The world of the Beast of Bentonville is all abuzz with news of various kinds–not the kind of news that is fuzzy and warm to living creatures everywhere (a friend of mine says I should write more positive things…okay, I’ll try…he obviously didn’t read my recent baseball riff). So, where do we start? How about with the news that Wal-Mart managers knew something was wrong when it came to illegal working conditions:
Wal-Mart managers were told in 2000 that employees were not taking breaks required under company policy and state laws, but ignored the findings of the company’s own internal audit, court documents show.
Stores were not in compliance with company and state regulations concerning the allotment of breaks and meals," said the report, referred to as the Shipley Audit. A judge said Wal-Mart’s management, instead of responding to the audit’s findings, "put their heads in the sand."

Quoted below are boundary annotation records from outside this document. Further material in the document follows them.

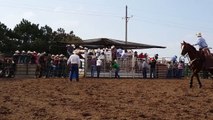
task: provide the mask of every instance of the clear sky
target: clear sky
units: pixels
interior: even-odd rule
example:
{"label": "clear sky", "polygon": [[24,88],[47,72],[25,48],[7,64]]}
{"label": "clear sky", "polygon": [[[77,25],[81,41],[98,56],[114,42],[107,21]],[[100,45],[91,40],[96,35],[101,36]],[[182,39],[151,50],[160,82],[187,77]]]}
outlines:
{"label": "clear sky", "polygon": [[[0,0],[0,21],[13,29],[24,18],[82,39],[125,40],[128,6],[128,41],[166,46],[146,49],[150,56],[180,56],[180,43],[196,42],[201,32],[213,47],[213,0]],[[132,16],[132,17],[131,17]],[[212,51],[212,50],[211,50]]]}

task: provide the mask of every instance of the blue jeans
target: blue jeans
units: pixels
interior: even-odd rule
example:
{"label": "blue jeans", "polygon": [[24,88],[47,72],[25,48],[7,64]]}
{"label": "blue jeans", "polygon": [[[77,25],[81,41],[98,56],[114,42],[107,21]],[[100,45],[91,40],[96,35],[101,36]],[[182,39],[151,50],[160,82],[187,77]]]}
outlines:
{"label": "blue jeans", "polygon": [[95,74],[95,65],[91,65],[91,77],[94,77]]}
{"label": "blue jeans", "polygon": [[150,68],[150,78],[152,78],[152,75],[153,75],[153,78],[156,78],[155,68]]}
{"label": "blue jeans", "polygon": [[78,73],[78,64],[71,65],[71,73],[70,73],[70,80],[72,81],[73,75],[76,75],[76,81],[79,81],[79,73]]}
{"label": "blue jeans", "polygon": [[118,74],[119,71],[119,68],[115,69],[115,78],[120,78],[120,75]]}

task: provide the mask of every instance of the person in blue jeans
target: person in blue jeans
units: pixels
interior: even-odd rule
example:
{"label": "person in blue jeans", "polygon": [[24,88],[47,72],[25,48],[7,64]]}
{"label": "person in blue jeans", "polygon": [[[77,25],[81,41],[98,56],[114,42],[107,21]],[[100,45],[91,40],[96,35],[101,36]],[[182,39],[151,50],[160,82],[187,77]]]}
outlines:
{"label": "person in blue jeans", "polygon": [[114,62],[112,63],[112,68],[115,69],[115,78],[120,78],[120,75],[119,75],[120,66],[119,66],[117,60],[114,60]]}
{"label": "person in blue jeans", "polygon": [[79,65],[80,65],[80,57],[77,55],[77,51],[73,51],[74,54],[72,54],[69,59],[67,60],[67,65],[70,66],[70,81],[72,81],[74,73],[76,77],[76,81],[79,81]]}
{"label": "person in blue jeans", "polygon": [[90,60],[90,71],[91,71],[91,77],[94,77],[95,69],[96,69],[96,57],[92,56],[92,59]]}

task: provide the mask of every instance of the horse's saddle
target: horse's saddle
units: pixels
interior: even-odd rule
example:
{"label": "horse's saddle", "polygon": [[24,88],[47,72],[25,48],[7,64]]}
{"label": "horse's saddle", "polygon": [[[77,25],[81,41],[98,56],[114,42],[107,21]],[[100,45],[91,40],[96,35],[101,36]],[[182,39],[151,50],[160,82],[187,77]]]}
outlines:
{"label": "horse's saddle", "polygon": [[213,69],[213,54],[210,52],[208,48],[204,48],[202,50],[205,56],[205,62],[203,64],[204,69]]}

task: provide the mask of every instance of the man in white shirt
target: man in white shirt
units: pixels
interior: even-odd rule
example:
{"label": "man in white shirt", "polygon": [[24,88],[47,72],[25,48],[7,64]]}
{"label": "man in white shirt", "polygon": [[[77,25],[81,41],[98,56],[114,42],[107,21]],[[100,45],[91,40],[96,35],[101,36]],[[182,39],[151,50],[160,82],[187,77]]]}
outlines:
{"label": "man in white shirt", "polygon": [[79,81],[79,69],[78,66],[80,66],[80,58],[77,55],[77,51],[73,51],[74,54],[72,54],[69,59],[67,60],[67,65],[71,67],[70,69],[70,81],[72,81],[74,73],[76,74],[76,81]]}
{"label": "man in white shirt", "polygon": [[100,58],[98,58],[98,60],[96,61],[97,78],[99,78],[99,76],[100,76],[101,65],[102,65],[102,60]]}
{"label": "man in white shirt", "polygon": [[204,55],[208,56],[211,55],[211,52],[208,48],[208,44],[206,43],[206,40],[202,37],[201,33],[197,33],[197,43],[194,45],[198,45],[199,46],[199,50],[203,50],[204,51]]}

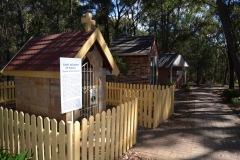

Wal-Mart Stores Inc. now faces more than 70 lawsuits across the country accusing the Bentonville retailer of failing to award rest or meal breaks to its employees or forcing employees to work off the clock without pay.
No, it’s hard to believe that the top dogs at Wal-Mart didn’t know this was going on. And it will end up costing he company:
In a class-action case in Minnesota, District Court Judge Robert King Jr., in a 151-page order released June 30, found that Wal-Mart breached its contract and violated state labor laws by not giving its employees breaks. He awarded the class of about 56,000 workers $6.5 million.
The next phase of that trial is scheduled to start Oct. 20. Wal-Mart faces a penalty of up to $1,000 on each of the 2 million state labor violations. Under Minnesota law, money assessed for the labor violation penalties goes to the state, not the class members. But punitive damages, or those imposed to punish the wrongdoer, will be decided during the trial and will go to the class if awarded.
"I don’t know if it’s going to be $2 billion," said Bill Sieben, a Minneapolis attorney who represented the employees in the Minnesota case. But, he said, even if the jury fines Wal-Mart only $100 per violation, "then it’s a $200 million exposure. They’ve got a very serious risk of a huge verdict against them."
Personally, I think the company should make CEO Lee Scott pay for the financial hit, either by docking his multi-million pay package, or, better yet, making him work for ten years at one of the company’s subcontractors in China…speaking of which…
Turns out that when a national government has a policy to force companies to let unions in, Wal-Mart plays the game, as Business Week reports:
Wal-Mart Stores (WMT) may stiff-arm unions in the U.S., but not in China. The giant retailer has just signed a new collective bargaining deal with the All China Federation of Trade Unions, the government-controlled union representing Wal-Mart’s Chinese workers. Under the agreement, which for now only covers two Chinese cities (Quanzhou in the southeastern province of Fujian and Shenyang in China’s northeast), Wal-Mart employees will get 8% pay raises this year and next.
The deal is a victory for the government, which successfully forced Wal-Mart to unionize its 48,000 local employees in 2006. It’s also a sign that employers in China, both local and foreign, are starting to take labor, safety and environmental issues more seriously.
Now, this isn’t the union you and I might think we want:
Chinese workers of course still have few rights: They can’t form independent unions, for instance, and they criticize the government’s labor policies at their peril.
But, it does show what happens when national policy–albeit, in a less than open society–requires that companies sit down and negotiate with unions. Wouldn’t it be nice if that was true in the U.S., too?